Monociti alti o bassi? Ecco i valori normali di riferimento













I monociti sono prodotti nel midollo osseo e sono presenti all'interno del sangue: in caso di necessità corrono nei tessuti dove è necessaria la loro azione. Una volta arrivati qui, aumentano le loro dimensioni, arricchendosi di lisosomi, diventando così macrofagi. Fanno parte della categoria dei fagociti, ma riescono ad inglobare e digerire anche particelli più grandi.

I monociti fanno parte dei globuli bianchi, ma hanno dimensioni maggiori e un nucleo ovale o reniforme.

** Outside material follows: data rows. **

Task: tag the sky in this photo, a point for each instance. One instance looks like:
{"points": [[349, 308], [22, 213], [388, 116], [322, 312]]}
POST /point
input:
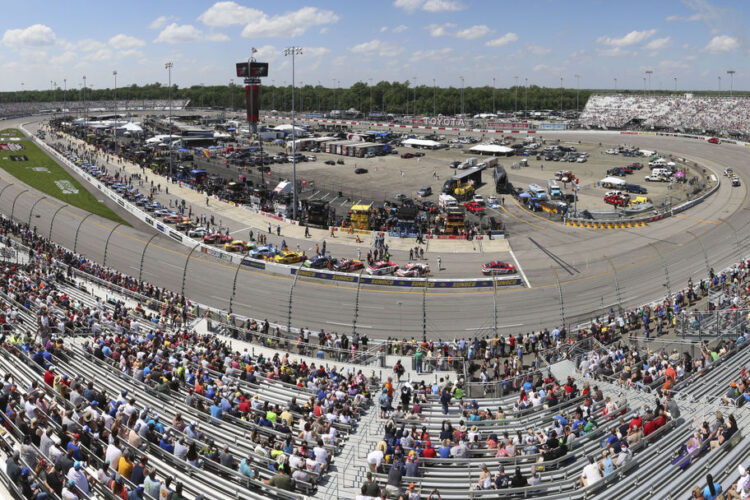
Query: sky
{"points": [[537, 41]]}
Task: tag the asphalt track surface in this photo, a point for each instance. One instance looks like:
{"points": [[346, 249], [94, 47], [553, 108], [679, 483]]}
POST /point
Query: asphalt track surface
{"points": [[580, 258]]}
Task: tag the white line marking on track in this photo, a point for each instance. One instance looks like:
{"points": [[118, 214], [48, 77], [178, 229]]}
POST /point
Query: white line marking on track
{"points": [[518, 266]]}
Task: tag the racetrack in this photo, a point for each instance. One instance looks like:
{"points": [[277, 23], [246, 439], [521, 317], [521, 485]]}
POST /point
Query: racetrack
{"points": [[542, 247]]}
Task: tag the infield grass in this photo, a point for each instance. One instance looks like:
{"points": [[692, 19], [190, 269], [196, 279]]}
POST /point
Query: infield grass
{"points": [[33, 167]]}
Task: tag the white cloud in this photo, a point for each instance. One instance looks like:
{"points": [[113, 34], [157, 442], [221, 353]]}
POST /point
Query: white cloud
{"points": [[722, 43], [378, 47], [669, 64], [125, 42], [175, 33], [658, 44], [429, 5], [439, 29], [223, 14], [631, 38], [160, 22], [442, 6], [503, 40], [432, 55], [66, 57], [290, 24], [36, 35], [694, 17], [217, 37], [537, 50], [477, 31]]}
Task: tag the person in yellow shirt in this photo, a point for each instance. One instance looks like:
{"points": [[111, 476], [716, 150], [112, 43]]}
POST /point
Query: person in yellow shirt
{"points": [[125, 466]]}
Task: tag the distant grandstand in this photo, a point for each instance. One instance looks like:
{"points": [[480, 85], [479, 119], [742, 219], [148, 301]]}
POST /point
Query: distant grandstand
{"points": [[13, 109], [686, 113]]}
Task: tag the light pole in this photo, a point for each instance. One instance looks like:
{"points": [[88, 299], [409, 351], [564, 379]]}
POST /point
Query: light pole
{"points": [[85, 109], [493, 94], [114, 73], [462, 95], [434, 98], [168, 66], [370, 80], [293, 51]]}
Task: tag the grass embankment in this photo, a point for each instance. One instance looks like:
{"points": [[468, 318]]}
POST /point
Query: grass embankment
{"points": [[25, 161]]}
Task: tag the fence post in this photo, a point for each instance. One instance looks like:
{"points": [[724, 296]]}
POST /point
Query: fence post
{"points": [[143, 255], [75, 240], [31, 212], [106, 244], [559, 291], [49, 237], [705, 254], [13, 207], [184, 271], [291, 298], [356, 303]]}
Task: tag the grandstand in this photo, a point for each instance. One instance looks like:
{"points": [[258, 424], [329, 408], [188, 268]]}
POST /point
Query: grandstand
{"points": [[686, 113], [113, 385], [17, 109]]}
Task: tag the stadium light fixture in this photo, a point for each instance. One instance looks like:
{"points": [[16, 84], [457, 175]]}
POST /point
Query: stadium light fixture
{"points": [[294, 51]]}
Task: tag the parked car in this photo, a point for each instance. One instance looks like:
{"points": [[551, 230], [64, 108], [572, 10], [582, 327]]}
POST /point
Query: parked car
{"points": [[498, 267]]}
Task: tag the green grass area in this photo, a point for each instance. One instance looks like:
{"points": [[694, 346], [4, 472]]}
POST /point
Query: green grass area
{"points": [[32, 166]]}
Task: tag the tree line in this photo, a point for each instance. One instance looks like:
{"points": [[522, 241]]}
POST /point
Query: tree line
{"points": [[386, 97]]}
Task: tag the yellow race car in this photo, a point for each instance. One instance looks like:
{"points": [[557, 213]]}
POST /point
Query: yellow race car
{"points": [[288, 258]]}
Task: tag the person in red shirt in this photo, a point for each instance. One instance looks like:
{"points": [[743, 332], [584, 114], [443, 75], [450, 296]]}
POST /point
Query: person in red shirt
{"points": [[49, 376], [636, 422]]}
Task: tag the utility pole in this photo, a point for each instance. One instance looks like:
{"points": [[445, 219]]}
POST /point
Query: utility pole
{"points": [[293, 51], [168, 66]]}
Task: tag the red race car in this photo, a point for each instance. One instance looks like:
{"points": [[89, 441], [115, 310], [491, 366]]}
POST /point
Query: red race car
{"points": [[473, 207], [414, 270], [214, 238], [498, 267], [381, 267]]}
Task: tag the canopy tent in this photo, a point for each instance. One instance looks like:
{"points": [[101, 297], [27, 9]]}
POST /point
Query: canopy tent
{"points": [[492, 149]]}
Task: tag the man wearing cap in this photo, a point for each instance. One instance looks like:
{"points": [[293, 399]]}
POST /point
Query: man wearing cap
{"points": [[77, 474]]}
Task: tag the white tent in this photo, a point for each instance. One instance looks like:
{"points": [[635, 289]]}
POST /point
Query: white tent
{"points": [[422, 143], [492, 149], [131, 127]]}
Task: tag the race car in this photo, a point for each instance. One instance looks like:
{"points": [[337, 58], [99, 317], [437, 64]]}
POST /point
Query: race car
{"points": [[498, 267], [217, 238], [264, 251], [382, 267], [239, 246], [474, 207], [349, 265], [320, 262], [288, 258], [198, 231], [413, 270]]}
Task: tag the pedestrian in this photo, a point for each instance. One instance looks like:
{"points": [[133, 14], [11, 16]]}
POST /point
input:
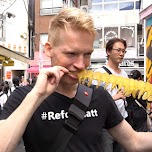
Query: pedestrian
{"points": [[3, 96], [137, 108], [38, 112], [16, 83], [115, 50]]}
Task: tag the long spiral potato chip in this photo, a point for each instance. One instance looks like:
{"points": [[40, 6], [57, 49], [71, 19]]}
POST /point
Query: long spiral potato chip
{"points": [[136, 88]]}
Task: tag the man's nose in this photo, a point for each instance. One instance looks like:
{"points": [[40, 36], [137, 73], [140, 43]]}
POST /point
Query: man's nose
{"points": [[80, 63]]}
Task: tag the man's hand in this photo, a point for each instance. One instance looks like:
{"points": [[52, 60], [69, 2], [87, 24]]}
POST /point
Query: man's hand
{"points": [[120, 95], [48, 80]]}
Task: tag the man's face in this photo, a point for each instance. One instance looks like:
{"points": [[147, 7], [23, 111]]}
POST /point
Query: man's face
{"points": [[73, 52], [117, 53]]}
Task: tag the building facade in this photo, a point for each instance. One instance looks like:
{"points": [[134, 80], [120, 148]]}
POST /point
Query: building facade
{"points": [[14, 52], [112, 18], [146, 19]]}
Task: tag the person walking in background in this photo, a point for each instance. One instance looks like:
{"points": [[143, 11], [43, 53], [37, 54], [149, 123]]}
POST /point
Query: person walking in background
{"points": [[38, 112], [16, 83], [137, 108], [6, 88], [115, 50], [3, 96]]}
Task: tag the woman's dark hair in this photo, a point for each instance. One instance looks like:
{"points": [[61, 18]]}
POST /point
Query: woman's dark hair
{"points": [[135, 74], [16, 81], [111, 42], [1, 85]]}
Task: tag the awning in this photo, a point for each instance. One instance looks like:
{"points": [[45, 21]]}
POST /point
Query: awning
{"points": [[12, 54], [35, 69]]}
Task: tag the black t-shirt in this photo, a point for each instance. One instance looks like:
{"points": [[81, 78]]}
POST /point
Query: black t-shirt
{"points": [[138, 116], [51, 114]]}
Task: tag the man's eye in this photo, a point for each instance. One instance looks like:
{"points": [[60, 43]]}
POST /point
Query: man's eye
{"points": [[71, 54]]}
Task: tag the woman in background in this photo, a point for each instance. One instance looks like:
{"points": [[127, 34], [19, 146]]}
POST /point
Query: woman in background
{"points": [[136, 108]]}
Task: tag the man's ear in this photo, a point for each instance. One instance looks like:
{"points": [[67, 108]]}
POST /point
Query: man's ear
{"points": [[48, 49]]}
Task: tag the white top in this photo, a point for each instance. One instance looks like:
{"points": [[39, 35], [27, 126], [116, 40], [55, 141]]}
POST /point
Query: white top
{"points": [[3, 99], [120, 102]]}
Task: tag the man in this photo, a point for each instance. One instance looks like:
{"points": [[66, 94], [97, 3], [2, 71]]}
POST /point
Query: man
{"points": [[137, 108], [115, 50], [36, 113]]}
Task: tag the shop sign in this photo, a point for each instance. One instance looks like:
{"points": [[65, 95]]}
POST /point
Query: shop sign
{"points": [[127, 63]]}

Nel corso della loro vita riescono ad uccidere più di 100 batteri, rimuovendo anche cellule di grosse dimensioni e particelle estranee al corpo.

Cosa succede se le analisi del sangue rivelano che i monociti sono alti? E perché il livello dei monociti di abbassa?

Monociti

I monociti possono diventare alti in caso di diverse malattie infettive, come ad esempio la tubercolosi, la brucellosi, la febbre tifoide, l'endocardite batterica subacuta, la sifilide e la malaria. Inoltre, possono essere riscontrati valori alti di monociti in caso di convalescenza di infezioni acute, di stati preleucemici. Molte le malattie ematologiche che causano un innalzamento dei monociti, come la leucemia monicitica cronica, le malattie mieloproliferative, le anemie emolitiche, la neutropenia e i linfomi.

E ancora, valori alti possono essere trovati in pazienti affetti da disturbi gastrointestinali, come la colite ulcerosa, l'enterite regionale, la sprue, in caso di collagenopatie (lupus eritematoso sistemico, artrite reumatoide, miosite, poliarterite nodosa), di sarcoidosi e in casi di post-splenectomia.

E cosa succede quando il numero dei monociti è basso? E' un caso davvero molto raro, ma indica un'infezione in corso, oltre che leucemie acute e ridotta funzionalità del midollo osseo per aplasie midollari o per l'assunzione di farmaci mielotossici.